My old gym had that machine too pillar. I liked it. And u can face the other way and make it even more difficult, kinda like a standing OHP.


----------



## saltylifter (Jan 23, 2016)

PillarofBalance said:


> Damn. Was totally expecting g half reps and a good opportunity to talk some shit... but done well salty. That's actually the only shoulder machine I have ever used that didn't destroy my shoulders. I miss it. I used to do drop sets. 5 plates for 10, 4 for 10, 3 for 8, 2 for 5, 1 for amrap with tears coming down my face.



Damn pillar those are some insane drop sets numbers with that weight. What do you mean you used to? You get injured ?


----------



## saltylifter (Jan 23, 2016)

ECKSRATED said:


> My old gym had that machine too pillar. I liked it. And u can face the other way and make it even more difficult, kinda like a standing OHP.



Facing the pad kills the shoulders in a entirely diffrent way. I'll do both movements. Can't go as heavy facing the pad but u get a insane pump in the shoulders.


----------



## PillarofBalance (Jan 23, 2016)

saltylifter said:


> Damn pillar those are some insane drop sets numbers with that weight. What do you mean you used to? You get injured ?

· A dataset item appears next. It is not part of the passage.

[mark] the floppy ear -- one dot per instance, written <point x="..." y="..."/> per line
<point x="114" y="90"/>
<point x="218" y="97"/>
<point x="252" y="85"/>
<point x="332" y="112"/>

Current gym doesn't have it.


----------



## RISE (Jan 23, 2016)

I do those reverse as well.  I actually can't really do them the other way.  The mechanics of the machine create a sticking point for me about 3/4ths the way up and I have to pronate my shoulder blades a little to keep the motion continuous.


----------



## PillarofBalance (Jan 23, 2016)

RISE said:


> I do those reverse as well.  I actually can't really do them the other way.  The mechanics of the machine create a sticking point for me about 3/4ths the way up and I have to pronate my shoulder blades a little to keep the motion continuous.



The trick is to start with the elbows slightly tucked and right before that sticking point flare them out.


----------



## saltylifter (Jan 23, 2016)

PillarofBalance said:


> The trick is to start with the elbows slightly tucked and right before that sticking point flare them out.



Giving this a try.
Nice little tip thanks


----------



## RISE (Jan 24, 2016)

I have to keep my elbows flared out at all times or I feel a pinch in my ac joint.


----------



## WARRIOR (Jan 25, 2016)

I love that machine for finishing off shoulders with drop sets.  Great set by the way!  5 plates on that machine is no joke.


----------



## saltylifter (Jan 25, 2016)

WARRIOR said:


> I love that machine for finishing off shoulders with drop sets.  Great set by the way!  5 plates on that machine is no joke.



Thanks warrior. Just trying to live up to your name...


----------